I've been collecting Spain for a number of years and was always under the assumption that Spain did not have any precancels, until I read this in Theo Van Dam's book "A Postal History of Spain":
"7. PRECANCELS (Franqueo Concertado)
In 1879 a system for pre-cancels was used for a short time, known as "Franqueo Concertado" (lit. "franking by agreement") with the 1878 and 1879 Alphonso XII (Scott Types A31-33) issues, and very rarely on the 1889 Alphonso XIII "Pelon" or "Babyhead" stamps (Scott Type A34).
The system consisted of monthly payments on account for the postage due. This amount was paid in sheets or large blocks of adhesives, which were cancelled at the Correo Central (Main Post Office) in Madrid with an hexagonal marking. This accounts for the large multiples of the 1879 and 1882 issues often with original gum."

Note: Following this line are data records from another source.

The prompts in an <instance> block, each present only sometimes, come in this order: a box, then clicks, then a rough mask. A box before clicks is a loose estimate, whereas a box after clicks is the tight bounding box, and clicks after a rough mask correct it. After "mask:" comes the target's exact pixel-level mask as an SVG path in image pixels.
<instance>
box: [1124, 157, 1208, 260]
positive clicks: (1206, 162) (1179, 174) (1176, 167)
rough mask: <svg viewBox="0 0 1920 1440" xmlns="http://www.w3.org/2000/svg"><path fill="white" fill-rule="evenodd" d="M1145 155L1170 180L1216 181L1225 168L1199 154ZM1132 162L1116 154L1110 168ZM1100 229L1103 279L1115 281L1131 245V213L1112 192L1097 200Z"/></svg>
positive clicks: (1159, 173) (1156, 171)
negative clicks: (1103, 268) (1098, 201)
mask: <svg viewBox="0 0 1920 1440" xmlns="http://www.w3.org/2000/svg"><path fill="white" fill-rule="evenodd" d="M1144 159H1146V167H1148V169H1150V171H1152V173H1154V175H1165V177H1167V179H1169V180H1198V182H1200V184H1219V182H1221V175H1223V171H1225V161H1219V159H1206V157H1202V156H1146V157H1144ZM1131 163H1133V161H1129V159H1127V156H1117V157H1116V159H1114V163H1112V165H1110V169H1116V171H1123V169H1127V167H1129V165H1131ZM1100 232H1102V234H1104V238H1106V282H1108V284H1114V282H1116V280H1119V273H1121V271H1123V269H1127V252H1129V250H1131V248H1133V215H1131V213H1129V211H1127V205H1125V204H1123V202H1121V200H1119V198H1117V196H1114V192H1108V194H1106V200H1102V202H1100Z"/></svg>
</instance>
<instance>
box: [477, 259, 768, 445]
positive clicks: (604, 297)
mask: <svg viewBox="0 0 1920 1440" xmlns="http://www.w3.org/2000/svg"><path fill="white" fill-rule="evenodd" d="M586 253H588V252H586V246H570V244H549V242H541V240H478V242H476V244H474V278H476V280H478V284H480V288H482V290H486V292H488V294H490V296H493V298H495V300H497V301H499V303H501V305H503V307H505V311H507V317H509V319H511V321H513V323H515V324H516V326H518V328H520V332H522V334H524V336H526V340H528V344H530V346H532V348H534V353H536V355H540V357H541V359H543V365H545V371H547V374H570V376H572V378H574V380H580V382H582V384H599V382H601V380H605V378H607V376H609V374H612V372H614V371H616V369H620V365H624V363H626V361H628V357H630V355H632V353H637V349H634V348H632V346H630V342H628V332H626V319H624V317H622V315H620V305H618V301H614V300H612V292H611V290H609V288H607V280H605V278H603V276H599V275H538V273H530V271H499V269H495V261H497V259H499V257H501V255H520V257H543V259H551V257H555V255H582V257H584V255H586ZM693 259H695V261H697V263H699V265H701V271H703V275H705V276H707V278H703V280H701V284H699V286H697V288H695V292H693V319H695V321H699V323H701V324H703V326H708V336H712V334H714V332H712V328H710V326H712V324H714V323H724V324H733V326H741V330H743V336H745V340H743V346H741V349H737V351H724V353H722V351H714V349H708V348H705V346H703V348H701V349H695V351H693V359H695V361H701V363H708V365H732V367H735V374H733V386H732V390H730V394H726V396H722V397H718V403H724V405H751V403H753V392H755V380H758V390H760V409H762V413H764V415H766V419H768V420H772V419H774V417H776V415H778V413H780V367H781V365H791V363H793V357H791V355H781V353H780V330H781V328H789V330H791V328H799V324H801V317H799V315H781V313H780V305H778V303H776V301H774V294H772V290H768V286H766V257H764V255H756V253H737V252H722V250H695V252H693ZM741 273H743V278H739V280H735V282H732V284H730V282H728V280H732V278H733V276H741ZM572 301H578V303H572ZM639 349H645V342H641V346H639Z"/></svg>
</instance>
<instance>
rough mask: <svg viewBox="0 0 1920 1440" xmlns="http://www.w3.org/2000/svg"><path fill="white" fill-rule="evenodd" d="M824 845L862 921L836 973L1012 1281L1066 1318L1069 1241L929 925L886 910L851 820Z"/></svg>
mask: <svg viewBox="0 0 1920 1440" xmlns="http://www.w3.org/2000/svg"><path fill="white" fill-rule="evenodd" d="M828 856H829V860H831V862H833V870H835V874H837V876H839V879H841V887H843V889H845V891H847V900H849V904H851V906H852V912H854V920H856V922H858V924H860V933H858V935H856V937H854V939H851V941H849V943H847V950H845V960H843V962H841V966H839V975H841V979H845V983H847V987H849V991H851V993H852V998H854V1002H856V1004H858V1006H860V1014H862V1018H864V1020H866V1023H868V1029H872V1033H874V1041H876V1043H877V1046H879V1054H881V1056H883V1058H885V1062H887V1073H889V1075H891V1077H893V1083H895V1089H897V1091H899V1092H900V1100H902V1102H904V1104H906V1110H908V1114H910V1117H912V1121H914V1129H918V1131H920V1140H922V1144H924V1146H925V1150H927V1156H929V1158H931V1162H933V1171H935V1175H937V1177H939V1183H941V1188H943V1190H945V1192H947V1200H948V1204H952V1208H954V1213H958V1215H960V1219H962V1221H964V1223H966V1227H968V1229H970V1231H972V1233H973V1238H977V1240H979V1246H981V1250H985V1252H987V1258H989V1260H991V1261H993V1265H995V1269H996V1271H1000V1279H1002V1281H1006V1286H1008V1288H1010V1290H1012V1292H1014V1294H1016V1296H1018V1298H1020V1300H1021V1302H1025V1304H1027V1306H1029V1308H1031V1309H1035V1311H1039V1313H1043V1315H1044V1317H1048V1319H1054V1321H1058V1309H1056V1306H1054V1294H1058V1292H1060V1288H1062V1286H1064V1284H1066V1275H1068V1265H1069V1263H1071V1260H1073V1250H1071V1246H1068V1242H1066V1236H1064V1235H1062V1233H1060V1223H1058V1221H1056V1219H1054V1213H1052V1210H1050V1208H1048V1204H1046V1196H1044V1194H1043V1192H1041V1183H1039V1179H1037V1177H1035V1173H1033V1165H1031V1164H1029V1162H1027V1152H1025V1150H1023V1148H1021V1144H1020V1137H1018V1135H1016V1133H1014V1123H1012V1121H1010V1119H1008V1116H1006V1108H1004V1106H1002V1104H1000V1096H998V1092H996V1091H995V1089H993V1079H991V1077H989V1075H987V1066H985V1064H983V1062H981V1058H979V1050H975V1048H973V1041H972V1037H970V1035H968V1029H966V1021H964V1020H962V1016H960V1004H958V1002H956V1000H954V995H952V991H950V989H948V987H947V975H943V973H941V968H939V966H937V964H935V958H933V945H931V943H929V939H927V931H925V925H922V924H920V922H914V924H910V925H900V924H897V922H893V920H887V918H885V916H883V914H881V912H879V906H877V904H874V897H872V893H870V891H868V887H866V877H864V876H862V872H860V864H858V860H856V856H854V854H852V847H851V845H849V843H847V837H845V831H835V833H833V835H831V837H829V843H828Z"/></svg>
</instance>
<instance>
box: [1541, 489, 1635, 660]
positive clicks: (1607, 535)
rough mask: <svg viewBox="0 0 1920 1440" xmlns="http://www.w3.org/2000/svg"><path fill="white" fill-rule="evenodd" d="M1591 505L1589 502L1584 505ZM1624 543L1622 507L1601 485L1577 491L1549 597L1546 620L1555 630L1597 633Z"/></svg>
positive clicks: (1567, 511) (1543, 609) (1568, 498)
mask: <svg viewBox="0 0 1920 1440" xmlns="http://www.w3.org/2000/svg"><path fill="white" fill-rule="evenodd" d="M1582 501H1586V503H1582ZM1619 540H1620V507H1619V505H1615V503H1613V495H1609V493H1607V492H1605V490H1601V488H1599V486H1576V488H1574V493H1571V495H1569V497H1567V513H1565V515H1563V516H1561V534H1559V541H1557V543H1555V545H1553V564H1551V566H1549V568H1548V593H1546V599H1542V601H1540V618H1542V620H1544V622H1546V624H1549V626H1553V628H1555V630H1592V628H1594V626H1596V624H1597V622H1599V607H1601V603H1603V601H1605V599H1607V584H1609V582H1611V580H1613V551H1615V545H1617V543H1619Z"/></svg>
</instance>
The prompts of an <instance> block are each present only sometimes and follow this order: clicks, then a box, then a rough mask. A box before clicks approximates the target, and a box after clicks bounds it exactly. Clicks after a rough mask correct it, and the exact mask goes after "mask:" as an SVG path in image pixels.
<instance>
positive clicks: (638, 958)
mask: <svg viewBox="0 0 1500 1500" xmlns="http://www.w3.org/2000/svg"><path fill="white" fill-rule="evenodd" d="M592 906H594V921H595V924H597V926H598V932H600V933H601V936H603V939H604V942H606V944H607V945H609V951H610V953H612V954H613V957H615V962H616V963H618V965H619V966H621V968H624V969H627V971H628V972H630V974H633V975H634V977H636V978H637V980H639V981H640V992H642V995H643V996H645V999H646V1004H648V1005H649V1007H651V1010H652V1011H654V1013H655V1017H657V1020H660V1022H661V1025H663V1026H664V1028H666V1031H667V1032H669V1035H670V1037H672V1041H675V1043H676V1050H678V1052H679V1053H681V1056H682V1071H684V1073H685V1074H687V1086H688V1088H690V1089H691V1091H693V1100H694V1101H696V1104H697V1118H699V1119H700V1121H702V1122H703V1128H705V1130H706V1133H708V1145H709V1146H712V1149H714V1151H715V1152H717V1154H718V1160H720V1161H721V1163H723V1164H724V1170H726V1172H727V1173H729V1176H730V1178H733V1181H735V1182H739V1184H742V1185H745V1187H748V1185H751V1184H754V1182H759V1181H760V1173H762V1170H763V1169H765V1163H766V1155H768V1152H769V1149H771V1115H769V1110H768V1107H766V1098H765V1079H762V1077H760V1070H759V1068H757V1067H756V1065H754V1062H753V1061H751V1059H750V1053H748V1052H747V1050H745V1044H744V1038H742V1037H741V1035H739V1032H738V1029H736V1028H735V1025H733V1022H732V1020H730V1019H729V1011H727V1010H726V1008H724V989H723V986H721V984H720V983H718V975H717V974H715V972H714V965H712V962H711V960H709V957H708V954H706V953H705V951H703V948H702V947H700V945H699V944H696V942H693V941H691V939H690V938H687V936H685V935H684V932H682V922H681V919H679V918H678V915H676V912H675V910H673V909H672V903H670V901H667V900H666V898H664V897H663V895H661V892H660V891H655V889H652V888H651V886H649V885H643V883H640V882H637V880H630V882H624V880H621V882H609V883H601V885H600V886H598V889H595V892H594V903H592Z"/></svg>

Then I found this entry in the book "Billig's Handbook on Postmarks, volume 13, The Postal Markings of Spain", also by Van Dam, that pertains to the same thing including a sample of the marking.
Then I did some searching in my stash of duplicates and found a few of what I believe to be these "precancels".
The 4 Una Peseta stamps on the left appear to be a block of 4 that have been broken apart, but on closer examination of the cancels they are actually 4 different sections of the same type of cancel. They also have full gum. The one on the right has no gum.
I'm not sure if these are considered "pre-cancels" like what are normally seen elsewhere, but Theo Van Dam seemed to think they were.
So I guess Spain did issue at least a type of pre-cancel.